My understanding is that to generate new data in RBM I would need to pass in real data. Is there a way to get generated data without real data? Like how VAE and GAN samples latent variable from prior distribution to generate data.
If so, in the case of labeled dataset like MNIST, how can I generate data from a specific class? Do I need to train 10 different RBM models for each digit?
My understanding is that to generate new data in RBM I would need to pass in real data. Is there a way to get generated data without real data? Like how VAE and GAN samples latent variable from prior distribution to generate data.
Yes, of course. This is actually the process that is happening in the negative phase of the training. You're sampling from a joint distribution, therefore letting the network "dream" of what it has been trained for. I guess this depends on your implementation, but I've been able to do that by initializing inputs as zeros and running Gibbs sampling for a few iterations. The result, as I interpret it, is that I should see "number-looking things" in the visible nodes, not necessarily numbers from your dataset.

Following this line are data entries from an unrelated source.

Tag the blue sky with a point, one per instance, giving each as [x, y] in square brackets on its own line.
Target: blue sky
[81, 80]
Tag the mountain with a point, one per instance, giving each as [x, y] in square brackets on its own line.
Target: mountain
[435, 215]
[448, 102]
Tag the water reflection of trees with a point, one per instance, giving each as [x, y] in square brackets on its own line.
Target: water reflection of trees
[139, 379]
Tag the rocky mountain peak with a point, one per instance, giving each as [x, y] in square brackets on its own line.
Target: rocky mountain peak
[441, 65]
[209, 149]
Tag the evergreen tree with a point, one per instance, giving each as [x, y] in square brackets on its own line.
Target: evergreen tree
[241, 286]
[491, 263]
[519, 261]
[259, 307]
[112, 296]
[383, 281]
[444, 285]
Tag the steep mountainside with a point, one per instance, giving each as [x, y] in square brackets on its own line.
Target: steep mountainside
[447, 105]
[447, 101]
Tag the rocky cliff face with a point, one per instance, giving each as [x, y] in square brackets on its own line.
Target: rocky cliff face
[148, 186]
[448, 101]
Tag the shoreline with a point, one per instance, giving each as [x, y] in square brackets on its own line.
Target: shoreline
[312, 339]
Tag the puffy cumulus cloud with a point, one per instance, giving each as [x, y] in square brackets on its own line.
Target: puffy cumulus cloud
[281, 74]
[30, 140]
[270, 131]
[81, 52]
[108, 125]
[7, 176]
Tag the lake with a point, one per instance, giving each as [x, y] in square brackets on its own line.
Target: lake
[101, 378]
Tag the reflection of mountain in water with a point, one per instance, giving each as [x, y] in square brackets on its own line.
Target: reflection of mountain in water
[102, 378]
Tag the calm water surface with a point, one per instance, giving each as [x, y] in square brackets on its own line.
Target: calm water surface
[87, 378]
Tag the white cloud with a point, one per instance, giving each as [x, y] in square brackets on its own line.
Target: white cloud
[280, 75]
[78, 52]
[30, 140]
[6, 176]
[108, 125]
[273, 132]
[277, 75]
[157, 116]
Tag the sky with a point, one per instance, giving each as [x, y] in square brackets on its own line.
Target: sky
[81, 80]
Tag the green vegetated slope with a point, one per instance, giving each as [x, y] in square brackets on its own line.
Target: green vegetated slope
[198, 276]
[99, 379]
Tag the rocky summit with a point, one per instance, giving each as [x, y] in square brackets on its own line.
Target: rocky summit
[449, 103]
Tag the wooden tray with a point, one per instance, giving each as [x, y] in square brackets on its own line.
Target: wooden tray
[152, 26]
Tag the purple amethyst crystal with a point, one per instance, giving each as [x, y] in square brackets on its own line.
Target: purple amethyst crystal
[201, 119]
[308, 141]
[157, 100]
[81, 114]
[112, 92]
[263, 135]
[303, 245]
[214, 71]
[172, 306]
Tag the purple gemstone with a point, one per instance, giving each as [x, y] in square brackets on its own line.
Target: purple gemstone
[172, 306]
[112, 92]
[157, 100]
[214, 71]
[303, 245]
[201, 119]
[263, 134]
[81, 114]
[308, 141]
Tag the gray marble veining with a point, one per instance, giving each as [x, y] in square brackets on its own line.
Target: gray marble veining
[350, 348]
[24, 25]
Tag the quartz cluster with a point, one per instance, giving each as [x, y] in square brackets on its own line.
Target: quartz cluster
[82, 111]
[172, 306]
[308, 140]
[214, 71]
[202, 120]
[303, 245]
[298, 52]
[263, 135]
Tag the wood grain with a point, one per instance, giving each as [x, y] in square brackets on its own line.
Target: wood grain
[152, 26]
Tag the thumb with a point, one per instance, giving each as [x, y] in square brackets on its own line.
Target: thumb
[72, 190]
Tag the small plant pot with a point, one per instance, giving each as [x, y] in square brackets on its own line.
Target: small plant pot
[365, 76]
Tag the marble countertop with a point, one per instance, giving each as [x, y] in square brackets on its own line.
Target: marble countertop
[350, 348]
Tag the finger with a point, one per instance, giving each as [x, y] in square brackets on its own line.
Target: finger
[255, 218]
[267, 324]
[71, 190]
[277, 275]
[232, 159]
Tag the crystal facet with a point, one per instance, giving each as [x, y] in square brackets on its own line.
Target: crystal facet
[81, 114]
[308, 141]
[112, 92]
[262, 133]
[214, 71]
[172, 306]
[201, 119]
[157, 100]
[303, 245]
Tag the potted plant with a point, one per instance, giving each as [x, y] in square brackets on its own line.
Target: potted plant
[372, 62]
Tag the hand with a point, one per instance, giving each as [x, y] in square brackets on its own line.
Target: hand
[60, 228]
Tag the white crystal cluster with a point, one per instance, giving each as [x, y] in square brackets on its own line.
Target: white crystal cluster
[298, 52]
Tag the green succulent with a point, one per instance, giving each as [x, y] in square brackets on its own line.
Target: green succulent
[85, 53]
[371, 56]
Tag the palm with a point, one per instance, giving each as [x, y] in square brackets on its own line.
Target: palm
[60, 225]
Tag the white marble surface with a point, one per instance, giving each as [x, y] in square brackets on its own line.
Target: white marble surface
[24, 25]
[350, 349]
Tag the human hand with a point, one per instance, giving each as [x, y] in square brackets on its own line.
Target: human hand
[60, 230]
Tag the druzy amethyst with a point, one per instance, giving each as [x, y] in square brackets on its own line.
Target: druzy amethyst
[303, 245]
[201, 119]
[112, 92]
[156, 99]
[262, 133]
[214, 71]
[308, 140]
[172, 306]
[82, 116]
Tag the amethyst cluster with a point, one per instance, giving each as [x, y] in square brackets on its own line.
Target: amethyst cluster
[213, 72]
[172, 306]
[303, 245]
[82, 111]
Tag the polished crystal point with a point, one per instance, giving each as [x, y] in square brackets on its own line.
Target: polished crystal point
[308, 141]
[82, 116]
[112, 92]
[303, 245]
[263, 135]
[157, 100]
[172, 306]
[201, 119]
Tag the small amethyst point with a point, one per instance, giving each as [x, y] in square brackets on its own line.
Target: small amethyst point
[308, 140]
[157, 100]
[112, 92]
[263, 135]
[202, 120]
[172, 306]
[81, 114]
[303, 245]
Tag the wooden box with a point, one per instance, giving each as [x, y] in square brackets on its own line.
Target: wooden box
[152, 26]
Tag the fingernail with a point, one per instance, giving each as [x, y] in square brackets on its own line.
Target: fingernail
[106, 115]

This is an example I like, trained on MNIST, and sampled without any nodes clamped:
To your second question:
If so, in the case of labeled dataset like MNIST, how can I generate data from a specific class? Do I need to train 10 different RBM models for each digit?
What you can do when using labeled data is to use your labels as additional visible nodes. Check "Training Restricted Boltzmann Machines: An Introduction" Figure 2.
Also, for both these cases I'm thinking that using other sampling techniques that gradually lower the sampling temperature (e.g. Simulated Annealing) , will give you better results.